Metabolism of Pentose Sugars in the Hyperthermophilic Archaea Sulfolobus solfataricus and Sulfolobus acidocaldarius

Charlotte E M Nunn ‡,1, Ulrike Johnsen §, Peter Schönheit §, Tobias Fuhrer , Uwe Sauer , David W Hough ‡,2, Michael J Danson ‡,2,3
PMCID: PMC2962468  PMID: 20736170

Abstract

We have previously shown that the hyperthermophilic archaeon, Sulfolobus solfataricus, catabolizes d-glucose and d-galactose to pyruvate and glyceraldehyde via a non-phosphorylative version of the Entner-Doudoroff pathway. At each step, one enzyme is active with both C6 epimers, leading to a metabolically promiscuous pathway. On further investigation, the catalytic promiscuity of the first enzyme in this pathway, glucose dehydrogenase, has been shown to extend to the C5 sugars, d-xylose and l-arabinose. In the current paper we establish that this promiscuity for C6 and C5 metabolites is also exhibited by the third enzyme in the pathway, 2-keto-3-deoxygluconate aldolase, but that the second step requires a specific C5-dehydratase, the gluconate dehydratase being active only with C6 metabolites. The products of this pathway for the catabolism of d-xylose and l-arabinose are pyruvate and glycolaldehyde, pyruvate entering the citric acid cycle after oxidative decarboxylation to acetyl-coenzyme A. We have identified and characterized the enzymes, both native and recombinant, that catalyze the conversion of glycolaldehyde to glycolate and then to glyoxylate, which can enter the citric acid cycle via the action of malate synthase. Evidence is also presented that similar enzymes for this pentose sugar pathway are present in Sulfolobus acidocaldarius, and metabolic tracer studies in this archaeon demonstrate its in vivo operation in parallel with a route involving no aldol cleavage of the 2-keto-3-deoxy-pentanoates but direct conversion to the citric acid cycle C5-metabolite, 2-oxoglutarate.

Keywords: Archaebacteria, Energy Metabolism, Enzyme Catalysis, Enzymes, Metabolism, Sulfolobus, Archaea, Extremophiles, Thermophiles

Introduction

Sulfolobus solfataricus and Sulfolobus acidocaldarius are hyperthermophilic archaea that grow optimally at 78–85 °C, pH 2–4, and are able to utilize a variety of carbon sources, including the four most-commonly occurring sugars in nature, d-glucose, d-galactose, d-xylose, and l-arabinose (1).
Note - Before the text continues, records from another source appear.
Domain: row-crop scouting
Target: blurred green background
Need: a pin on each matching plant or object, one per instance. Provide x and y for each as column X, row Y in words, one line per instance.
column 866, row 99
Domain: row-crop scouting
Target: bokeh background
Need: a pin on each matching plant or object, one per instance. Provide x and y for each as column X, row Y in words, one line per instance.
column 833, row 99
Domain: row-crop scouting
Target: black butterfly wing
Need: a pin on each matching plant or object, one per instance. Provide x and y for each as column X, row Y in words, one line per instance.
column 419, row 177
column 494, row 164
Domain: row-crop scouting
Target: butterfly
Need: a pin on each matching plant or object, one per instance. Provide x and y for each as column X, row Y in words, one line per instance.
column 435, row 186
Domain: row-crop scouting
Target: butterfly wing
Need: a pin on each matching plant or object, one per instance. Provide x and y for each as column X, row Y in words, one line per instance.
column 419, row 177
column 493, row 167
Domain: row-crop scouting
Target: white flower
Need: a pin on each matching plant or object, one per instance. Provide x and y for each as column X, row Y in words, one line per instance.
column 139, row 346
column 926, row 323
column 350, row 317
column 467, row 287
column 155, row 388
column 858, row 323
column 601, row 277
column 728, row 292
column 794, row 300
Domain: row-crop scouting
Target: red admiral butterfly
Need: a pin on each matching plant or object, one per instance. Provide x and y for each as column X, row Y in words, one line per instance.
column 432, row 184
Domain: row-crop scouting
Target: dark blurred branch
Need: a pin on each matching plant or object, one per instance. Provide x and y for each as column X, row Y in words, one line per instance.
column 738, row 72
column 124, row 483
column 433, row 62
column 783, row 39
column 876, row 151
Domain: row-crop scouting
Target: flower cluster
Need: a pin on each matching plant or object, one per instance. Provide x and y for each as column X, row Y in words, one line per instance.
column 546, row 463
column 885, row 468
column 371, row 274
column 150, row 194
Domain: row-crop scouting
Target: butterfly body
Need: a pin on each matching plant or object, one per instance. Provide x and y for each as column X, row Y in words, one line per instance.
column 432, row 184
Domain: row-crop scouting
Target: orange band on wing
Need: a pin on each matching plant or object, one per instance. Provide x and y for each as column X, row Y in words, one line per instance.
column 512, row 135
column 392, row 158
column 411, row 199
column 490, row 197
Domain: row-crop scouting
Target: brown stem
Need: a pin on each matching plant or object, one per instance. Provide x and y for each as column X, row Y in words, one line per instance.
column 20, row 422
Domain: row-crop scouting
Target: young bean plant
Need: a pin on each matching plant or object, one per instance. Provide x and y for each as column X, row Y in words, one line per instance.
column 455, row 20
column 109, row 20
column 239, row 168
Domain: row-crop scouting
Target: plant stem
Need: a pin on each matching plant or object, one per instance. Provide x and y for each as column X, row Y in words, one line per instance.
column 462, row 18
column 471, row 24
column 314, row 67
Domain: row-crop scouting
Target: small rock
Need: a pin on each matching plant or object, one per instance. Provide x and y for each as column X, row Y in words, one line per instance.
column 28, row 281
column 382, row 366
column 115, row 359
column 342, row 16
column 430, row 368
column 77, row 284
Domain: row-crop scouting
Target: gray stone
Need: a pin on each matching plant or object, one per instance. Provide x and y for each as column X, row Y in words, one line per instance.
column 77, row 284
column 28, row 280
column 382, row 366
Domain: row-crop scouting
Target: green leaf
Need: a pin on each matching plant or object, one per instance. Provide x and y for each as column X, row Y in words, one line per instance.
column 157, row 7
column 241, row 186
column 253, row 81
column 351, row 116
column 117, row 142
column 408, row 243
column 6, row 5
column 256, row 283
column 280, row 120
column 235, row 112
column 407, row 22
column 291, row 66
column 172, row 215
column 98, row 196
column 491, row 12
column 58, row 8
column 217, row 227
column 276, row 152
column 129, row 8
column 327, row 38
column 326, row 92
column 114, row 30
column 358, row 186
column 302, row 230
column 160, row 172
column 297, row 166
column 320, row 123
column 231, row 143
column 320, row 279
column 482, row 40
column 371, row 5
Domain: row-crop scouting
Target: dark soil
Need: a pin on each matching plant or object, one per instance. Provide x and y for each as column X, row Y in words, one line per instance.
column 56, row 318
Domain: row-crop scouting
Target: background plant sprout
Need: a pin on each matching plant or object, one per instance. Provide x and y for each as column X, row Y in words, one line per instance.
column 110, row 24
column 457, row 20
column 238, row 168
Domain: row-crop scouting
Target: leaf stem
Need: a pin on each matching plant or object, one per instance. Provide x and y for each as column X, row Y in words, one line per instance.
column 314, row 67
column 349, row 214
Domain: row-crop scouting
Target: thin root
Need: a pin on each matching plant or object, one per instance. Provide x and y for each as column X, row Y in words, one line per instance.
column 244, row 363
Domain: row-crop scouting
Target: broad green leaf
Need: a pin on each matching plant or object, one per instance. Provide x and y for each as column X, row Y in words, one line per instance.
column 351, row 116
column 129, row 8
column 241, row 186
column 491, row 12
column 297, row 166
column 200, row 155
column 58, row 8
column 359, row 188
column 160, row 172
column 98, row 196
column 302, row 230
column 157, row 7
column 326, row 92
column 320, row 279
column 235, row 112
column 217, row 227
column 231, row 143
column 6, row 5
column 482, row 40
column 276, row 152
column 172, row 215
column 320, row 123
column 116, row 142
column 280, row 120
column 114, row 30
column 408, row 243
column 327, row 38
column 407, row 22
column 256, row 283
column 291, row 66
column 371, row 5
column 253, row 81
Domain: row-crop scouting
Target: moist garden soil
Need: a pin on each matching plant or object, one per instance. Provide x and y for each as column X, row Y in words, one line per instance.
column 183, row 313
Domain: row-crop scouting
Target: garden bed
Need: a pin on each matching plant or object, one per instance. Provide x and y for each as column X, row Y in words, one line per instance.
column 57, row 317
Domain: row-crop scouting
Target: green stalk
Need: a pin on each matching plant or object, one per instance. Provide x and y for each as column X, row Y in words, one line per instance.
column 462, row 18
Metabolism of glucose in S. solfataricus and S. acidocaldarius proceeds via a non-phosphorylative variant of the Entner-Doudoroff pathway, which generates pyruvate with no net production of ATP (Fig. 1) (25). Glucose dehydrogenase catalyzes the conversion of glucose to gluconate, which is then dehydrated to 2-keto-3-deoxygluconate (KD-gluconate)4 by gluconate dehydratase. KD-gluconate in turn is cleaved to pyruvate and glyceraldehyde via 2-keto-3-deoxygluconate aldolase (KDG-aldolase), the glyceraldehyde generating a second molecule of pyruvate via the actions of glyceraldehyde oxidoreductase, glycerate kinase, enolase, and pyruvate kinase.

FIGURE 1.

FIGURE 1.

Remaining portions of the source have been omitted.